Project Overview, Crawford



Pivotal Deterrence: Third-Party Statecraft and the Pursuit of Peace

Timothy W. Crawford


Sir Edward Grey’s Ambiguous
Policy and the July Crisis, 1914

 

This project stems from a larger study of pivotal deterrence policies—that is, attempts by a 3rd party power to deter conflict among others while avoiding firm commitments to one side. That larger study appears in my book Pivotal Deterrence: Third Party Statecraft and the Pursuit of Peace (Cornell University Press, 2003).

This particular component of the study focused on Britain’s pivotal deterrence policy during the July crisis and the effects it had on the behavior of the major European powers—France, Germany, Austria-Hungary and Russia. This case was selected because it matched a particular “cell” in a typological framework that provided the backbone for the study’s larger comparative research design. That is, the case embodied a constellation of initial conditions and values on explanatory and control variables. To be specific: the British July Crisis case is an instance in which the pivotal deterrer was a “peer”—in terms of its relative power relative to the targets’—which meant that it would be constrained in its ability to achieve leverage over the targets of its policy. The pivotal deterrer was also—at least at the start—a player in the conflict with secondary interests at stake. That is, when the crisis started, only secondary British interests were at stake in the dispute between Serbia and Austria. These two factors, in some ways, “controlled” the case in the larger study’s comparative research design.

In relation to that latter variable, the British case also captured theoretically important longitudinal change. Once the crisis escalated to near-war between Germany and France, then Britain’s vital interests were engaged. As Britain’s interests shifted over time, its approach to (and the effects of) its pivotal deterrence policy would be expected to change in certain ways anticipated by the theory.

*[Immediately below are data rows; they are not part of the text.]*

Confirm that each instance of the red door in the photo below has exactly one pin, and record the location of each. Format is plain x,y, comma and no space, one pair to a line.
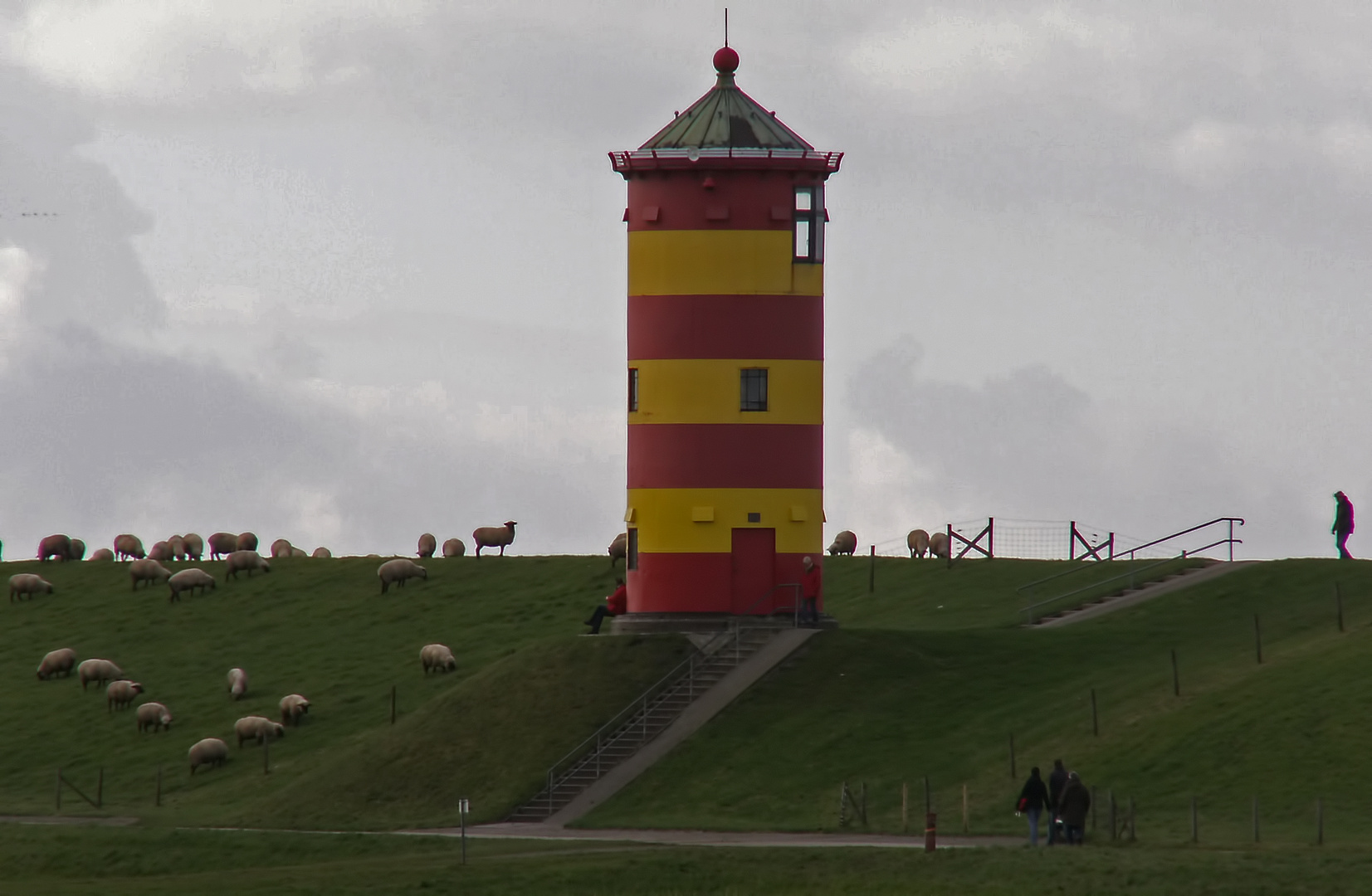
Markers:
754,570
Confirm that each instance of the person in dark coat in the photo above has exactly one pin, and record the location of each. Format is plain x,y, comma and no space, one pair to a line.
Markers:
1057,781
1033,797
1342,523
1072,807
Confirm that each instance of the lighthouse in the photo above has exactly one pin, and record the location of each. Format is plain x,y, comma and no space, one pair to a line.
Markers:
726,353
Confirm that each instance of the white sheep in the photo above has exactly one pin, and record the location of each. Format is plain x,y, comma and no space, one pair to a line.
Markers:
212,751
153,715
398,571
54,662
237,682
494,537
437,658
189,581
27,585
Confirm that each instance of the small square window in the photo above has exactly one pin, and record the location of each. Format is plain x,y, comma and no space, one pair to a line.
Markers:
752,388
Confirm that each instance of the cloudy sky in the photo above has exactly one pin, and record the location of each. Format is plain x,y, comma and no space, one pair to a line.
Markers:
349,270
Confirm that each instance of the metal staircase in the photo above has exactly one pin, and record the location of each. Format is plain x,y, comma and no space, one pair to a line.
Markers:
644,719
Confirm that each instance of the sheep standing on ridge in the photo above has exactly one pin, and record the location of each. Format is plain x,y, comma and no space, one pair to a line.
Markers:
494,537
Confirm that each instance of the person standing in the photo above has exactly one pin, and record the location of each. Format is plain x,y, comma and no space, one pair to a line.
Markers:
1033,797
1073,806
1342,523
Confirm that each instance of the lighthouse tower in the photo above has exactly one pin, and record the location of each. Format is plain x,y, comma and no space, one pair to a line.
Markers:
726,344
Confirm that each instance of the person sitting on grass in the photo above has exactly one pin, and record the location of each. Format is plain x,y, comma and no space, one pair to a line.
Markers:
613,606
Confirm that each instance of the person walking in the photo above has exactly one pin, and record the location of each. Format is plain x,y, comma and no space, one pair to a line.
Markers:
1033,797
1057,781
1342,523
1072,807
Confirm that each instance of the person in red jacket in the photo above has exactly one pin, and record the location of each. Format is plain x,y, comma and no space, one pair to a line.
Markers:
613,606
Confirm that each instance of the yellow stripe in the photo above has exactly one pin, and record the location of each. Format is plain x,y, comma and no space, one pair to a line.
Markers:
666,524
719,262
707,390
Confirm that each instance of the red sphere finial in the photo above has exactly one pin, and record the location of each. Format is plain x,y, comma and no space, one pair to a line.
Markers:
726,59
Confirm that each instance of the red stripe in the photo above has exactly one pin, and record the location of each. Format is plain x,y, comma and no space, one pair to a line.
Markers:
784,327
726,455
701,583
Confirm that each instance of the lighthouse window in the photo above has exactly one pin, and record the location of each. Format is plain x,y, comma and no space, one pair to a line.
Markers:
752,388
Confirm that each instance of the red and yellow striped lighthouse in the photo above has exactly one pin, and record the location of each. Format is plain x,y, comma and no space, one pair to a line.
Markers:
726,348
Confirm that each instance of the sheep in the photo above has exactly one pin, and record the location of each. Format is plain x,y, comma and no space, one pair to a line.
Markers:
212,751
254,728
27,585
128,547
54,662
189,581
147,570
294,707
437,658
222,543
397,571
237,682
846,543
494,537
120,694
245,562
56,547
98,671
153,715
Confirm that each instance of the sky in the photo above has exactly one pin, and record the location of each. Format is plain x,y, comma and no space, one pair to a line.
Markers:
349,270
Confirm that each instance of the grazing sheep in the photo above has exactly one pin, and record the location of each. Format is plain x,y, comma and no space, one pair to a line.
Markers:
99,671
846,543
153,715
237,682
619,548
294,707
147,570
56,547
438,658
212,751
397,571
189,581
222,543
59,660
245,562
128,547
120,694
494,537
27,585
254,728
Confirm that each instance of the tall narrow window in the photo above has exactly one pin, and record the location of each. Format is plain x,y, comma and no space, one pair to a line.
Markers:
752,394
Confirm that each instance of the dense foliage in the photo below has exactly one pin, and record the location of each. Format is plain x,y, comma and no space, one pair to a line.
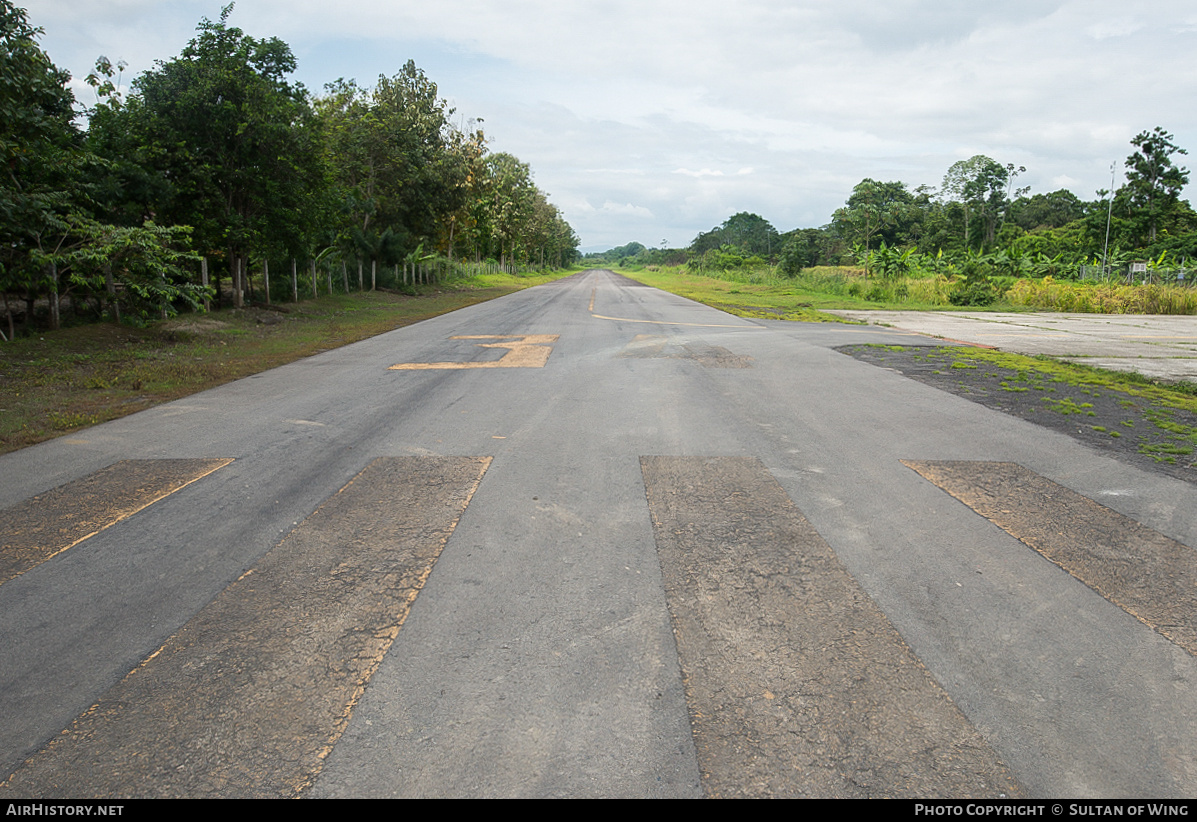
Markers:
218,160
974,237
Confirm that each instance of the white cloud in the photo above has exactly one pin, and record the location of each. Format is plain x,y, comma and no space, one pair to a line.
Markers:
694,110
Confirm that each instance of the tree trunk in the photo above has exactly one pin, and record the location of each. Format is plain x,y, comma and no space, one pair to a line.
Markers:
54,297
110,286
204,281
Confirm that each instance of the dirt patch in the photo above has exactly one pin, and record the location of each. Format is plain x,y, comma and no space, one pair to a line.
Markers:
1129,424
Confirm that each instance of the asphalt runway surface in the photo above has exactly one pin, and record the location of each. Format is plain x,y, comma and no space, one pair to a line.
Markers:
1156,346
593,540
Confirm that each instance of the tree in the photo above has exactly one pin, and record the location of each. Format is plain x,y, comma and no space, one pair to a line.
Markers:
875,209
980,184
1153,181
40,152
232,144
399,163
748,233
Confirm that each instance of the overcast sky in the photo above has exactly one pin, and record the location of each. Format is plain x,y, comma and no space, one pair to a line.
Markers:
654,120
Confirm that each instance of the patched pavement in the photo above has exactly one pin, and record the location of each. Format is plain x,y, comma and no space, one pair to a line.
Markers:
1156,346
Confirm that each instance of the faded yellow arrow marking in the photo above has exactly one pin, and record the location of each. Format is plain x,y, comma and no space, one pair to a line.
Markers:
529,351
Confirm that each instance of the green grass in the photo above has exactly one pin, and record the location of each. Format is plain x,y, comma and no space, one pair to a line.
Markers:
56,382
766,294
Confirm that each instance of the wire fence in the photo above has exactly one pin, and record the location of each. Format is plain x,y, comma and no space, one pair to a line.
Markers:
1128,275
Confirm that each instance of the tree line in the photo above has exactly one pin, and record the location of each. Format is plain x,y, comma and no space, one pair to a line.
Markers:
217,164
978,212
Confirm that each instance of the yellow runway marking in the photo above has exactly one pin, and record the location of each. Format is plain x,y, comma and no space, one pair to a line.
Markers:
48,524
249,698
529,351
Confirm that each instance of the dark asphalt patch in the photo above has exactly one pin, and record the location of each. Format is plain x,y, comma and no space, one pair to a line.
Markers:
250,696
1134,428
1146,573
48,524
654,346
797,683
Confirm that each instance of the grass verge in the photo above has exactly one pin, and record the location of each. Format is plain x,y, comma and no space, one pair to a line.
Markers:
1123,413
58,382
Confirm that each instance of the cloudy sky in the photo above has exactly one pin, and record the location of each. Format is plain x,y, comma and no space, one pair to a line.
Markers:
654,120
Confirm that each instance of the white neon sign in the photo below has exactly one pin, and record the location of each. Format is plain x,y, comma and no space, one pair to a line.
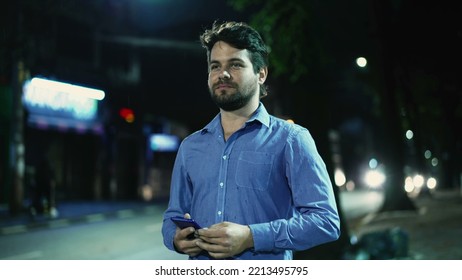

So the case analysis examines whether these changes occurred consistent with those expectations.

This is also a “hard case” analysis, because the policy was ultimately unsuccessful in preventing war, and the deck was stacked against success by other theoretically important factors pointing toward war. The empirical analysis—using congruence testing and process tracing methods—shows, nevertheless, that the policy had intermediate effects on the other actors’ policies and actions that are consistent with the “isolation avoidance” dynamic posited in the pivotal deterrence theory (even though, in terms of its ultimate effect, it did not deter them from going to war). In short, the theorized causal mechanics of pivotal deterrence are revealed even in this hard case, where failure of the policy was in many ways over-determined.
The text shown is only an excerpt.